The contrast between Vance and Donald Trump — a New York City rich kid who inherited a vast fortune and then spent much of his adult life in bankruptcy court — is almost novelistic in its symmetry. Vance is the real deal, a man of genuine accomplishment. And though I am only slightly acquainted with him, there is every reason to believe he is a man of good character as well.
(A note about Hillbilly Elegy: I almost wrote that it is a book that has been subjected to surprisingly stupid criticism, but it is in fact a book that has been subjected to unsurprisingly stupid criticism.)
Vance’s candidacy will present an interesting case. I have heard for lo these many years from Republicans who said they disliked Trump’s shenanigans (often condensed as “the tweets”) but liked his policy agenda. I never believed them and still don’t: They voted for President Troll, who delivered exactly what he promised. Trump’s policy agenda, such as it was, vacillated between incoherence (trade), wishful thinking (the coronavirus epidemic), and utterly conventional Republican stuff (the tax bill and the judges). It wasn’t signing Paul Ryan’s tax cuts that bought President Troll all that loyalty. It was weaponized celebrity.

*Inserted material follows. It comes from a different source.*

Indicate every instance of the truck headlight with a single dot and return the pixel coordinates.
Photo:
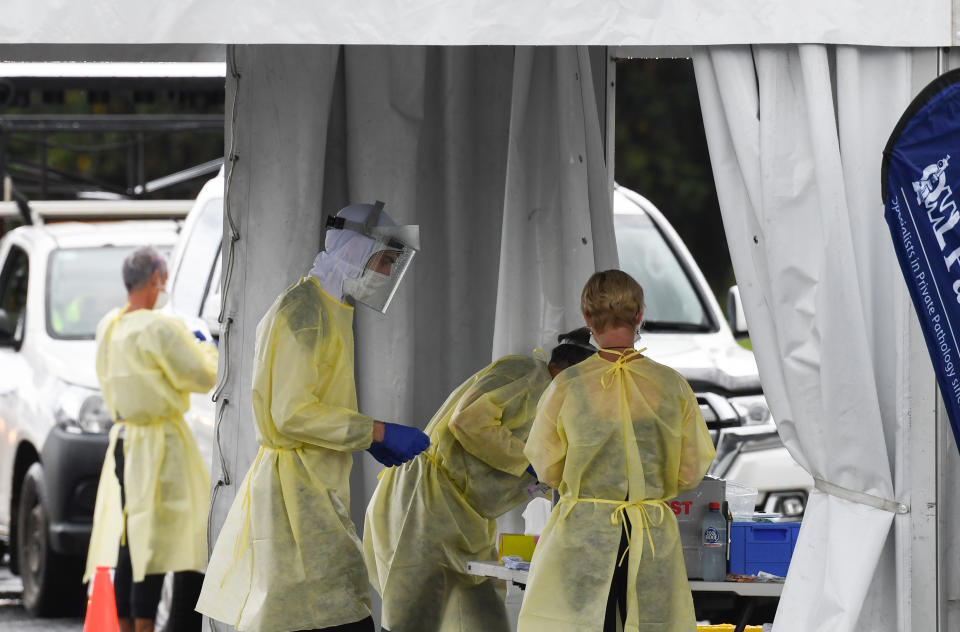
(753, 409)
(82, 411)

Vance is a celebrity of a different kind. If my understanding of the actual political situation is correct, then Vance is going to have trouble tapping into that Trump energy, because it will turn out that after all there was no Trumpism, only Trump.
I hope I am wrong.
(I’m not.)
Vance’s views are, in many cases, not mine. But he is not auditioning for the vacancy at Lou Dobbs’s old desk. We can have a useful argument with intelligent, informed, honest people with whom we disagree. I wish there were more opportunities for such disagreement, both within the Right’s factions and between the Right and the Left. Our politics have been tribalized and sacralized (which ultimately are the same thing) at just the wrong time in our cultural history: the moment when new manners and mores associated with social media and the mutation of celebrity culture into an airborne virus have led to a general lowering of intellectual standards and the nearly complete annihilation of the spirit of compromise and cooperation. Reversing that dismal tide will require a campaign for hearts and minds, and a very different kind of politics from the one we have endured so far in this wretched century.
I imagine that I would find a lot to disagree about with a Senator Vance. But that’s a fight to look forward to.